Scale, Course Graining and Quantisation
Since information is difference, there must be at least two distinct things to be different from each other and this sets a minimum scale and quantisation for diversity when it is interpreted as information density. But this minimum is too small to matter in practice: two atoms of different elements will be enough. We will probably never want to quantify biodiversity at the atomic scale and might reasonably argue that life does not exist at that scale anyway: given the definition of life that we are working towards, it might admit large molecules and complexes such as the nano-machines found in cells, but that is probably as small as we would ever go.
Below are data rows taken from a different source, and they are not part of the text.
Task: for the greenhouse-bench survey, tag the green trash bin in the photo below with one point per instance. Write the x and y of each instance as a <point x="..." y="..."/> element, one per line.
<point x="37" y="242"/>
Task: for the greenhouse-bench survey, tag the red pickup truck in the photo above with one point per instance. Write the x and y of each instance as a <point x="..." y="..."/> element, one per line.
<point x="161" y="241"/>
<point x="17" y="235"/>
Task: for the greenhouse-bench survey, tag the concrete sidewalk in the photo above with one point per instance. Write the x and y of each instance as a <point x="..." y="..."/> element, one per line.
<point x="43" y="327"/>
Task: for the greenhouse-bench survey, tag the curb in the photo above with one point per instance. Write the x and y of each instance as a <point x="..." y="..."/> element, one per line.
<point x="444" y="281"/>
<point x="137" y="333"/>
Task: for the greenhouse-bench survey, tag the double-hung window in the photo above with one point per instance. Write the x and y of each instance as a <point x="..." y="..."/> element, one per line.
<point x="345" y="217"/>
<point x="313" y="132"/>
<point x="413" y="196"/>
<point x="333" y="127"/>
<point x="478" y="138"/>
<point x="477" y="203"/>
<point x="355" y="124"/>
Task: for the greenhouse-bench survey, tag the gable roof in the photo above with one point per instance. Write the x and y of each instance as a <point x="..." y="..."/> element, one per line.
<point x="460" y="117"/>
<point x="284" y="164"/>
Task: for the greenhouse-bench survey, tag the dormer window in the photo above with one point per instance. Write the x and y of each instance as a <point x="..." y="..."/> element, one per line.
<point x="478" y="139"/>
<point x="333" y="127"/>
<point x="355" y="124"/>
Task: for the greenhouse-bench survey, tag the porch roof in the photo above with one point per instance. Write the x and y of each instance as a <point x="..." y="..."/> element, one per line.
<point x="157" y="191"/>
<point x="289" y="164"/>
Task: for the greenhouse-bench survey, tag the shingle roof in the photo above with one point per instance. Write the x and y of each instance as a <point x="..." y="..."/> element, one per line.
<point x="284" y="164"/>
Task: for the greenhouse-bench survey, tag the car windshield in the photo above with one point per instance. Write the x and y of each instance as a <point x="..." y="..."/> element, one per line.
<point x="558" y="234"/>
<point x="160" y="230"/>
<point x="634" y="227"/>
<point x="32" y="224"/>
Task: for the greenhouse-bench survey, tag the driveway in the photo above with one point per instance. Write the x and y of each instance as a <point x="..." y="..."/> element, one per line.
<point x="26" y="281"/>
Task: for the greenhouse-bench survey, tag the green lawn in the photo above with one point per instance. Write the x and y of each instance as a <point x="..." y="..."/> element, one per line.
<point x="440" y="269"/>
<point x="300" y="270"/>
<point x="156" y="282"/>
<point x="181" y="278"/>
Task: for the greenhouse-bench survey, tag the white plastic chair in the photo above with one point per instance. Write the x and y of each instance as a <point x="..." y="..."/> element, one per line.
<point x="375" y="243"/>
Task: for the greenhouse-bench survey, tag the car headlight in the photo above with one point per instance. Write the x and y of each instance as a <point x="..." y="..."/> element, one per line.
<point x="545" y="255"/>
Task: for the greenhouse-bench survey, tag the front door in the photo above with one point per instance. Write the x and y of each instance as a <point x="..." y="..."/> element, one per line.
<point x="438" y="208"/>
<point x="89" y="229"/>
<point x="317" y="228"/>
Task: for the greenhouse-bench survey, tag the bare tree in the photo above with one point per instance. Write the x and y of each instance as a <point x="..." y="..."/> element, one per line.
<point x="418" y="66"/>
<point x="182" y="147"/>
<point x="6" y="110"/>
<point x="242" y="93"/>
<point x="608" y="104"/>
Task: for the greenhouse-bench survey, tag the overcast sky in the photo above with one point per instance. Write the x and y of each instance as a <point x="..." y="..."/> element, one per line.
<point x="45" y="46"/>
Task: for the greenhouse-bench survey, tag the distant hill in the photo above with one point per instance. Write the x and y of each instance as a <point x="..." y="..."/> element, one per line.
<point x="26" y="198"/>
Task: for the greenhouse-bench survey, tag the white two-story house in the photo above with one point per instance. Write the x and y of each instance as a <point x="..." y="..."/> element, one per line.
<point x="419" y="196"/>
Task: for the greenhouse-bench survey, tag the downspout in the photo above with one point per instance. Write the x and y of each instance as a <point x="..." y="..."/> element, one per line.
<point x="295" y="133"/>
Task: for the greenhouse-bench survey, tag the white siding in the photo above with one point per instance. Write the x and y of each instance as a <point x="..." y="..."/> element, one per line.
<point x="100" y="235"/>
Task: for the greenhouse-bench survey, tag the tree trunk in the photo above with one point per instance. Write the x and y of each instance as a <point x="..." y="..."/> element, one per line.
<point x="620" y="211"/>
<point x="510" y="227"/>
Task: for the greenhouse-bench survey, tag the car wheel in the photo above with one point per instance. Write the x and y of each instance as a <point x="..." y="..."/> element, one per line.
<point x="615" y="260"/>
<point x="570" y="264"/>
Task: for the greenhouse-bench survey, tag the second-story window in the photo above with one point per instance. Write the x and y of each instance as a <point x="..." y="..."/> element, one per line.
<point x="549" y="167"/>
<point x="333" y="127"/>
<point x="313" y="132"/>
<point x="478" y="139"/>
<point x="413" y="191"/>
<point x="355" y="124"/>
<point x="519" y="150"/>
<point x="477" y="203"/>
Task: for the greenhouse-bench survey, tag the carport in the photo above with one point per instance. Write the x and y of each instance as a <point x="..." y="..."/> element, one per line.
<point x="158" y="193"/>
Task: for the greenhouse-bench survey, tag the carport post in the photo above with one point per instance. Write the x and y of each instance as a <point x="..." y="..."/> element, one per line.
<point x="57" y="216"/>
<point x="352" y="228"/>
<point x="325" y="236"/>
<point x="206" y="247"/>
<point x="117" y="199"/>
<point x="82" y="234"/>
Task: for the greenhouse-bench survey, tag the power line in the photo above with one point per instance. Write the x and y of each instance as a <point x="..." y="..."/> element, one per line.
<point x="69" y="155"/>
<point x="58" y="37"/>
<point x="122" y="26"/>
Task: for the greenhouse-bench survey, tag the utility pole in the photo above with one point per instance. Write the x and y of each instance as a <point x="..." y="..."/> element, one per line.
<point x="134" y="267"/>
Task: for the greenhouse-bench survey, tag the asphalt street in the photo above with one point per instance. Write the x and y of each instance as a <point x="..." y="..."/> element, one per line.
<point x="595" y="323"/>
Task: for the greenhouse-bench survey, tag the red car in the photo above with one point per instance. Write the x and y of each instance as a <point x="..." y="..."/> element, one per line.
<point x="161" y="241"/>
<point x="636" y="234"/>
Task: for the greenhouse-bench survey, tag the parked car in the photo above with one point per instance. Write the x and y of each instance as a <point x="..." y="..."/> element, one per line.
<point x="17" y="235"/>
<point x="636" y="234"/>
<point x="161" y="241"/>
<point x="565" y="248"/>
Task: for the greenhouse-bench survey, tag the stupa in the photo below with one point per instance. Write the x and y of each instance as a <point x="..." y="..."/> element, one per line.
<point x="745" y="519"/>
A reasonable example of this might be the 'proteome' of a cell (proteome is the collection of proteins expressed and therefore present). There would be a diversity of proteins in the membranes, cytoplasm, organelles (if present) and inter-cellular space. We might then consider this to be the deepest level of biodiversity, existing at the finest scale of resolution (like the pixels in a digital image). If we look again at the image of part of an e-coli bacterium by David Godsell, we can easily imagine a moving frame (quadrat) scanning over it and quantifying the number of, and degree of, differences among proteins as it moves over the image. From this, information could be quantified using the principles of entropy accounting and a map of information density could be constructed to represent the bacterium in bio-information terms.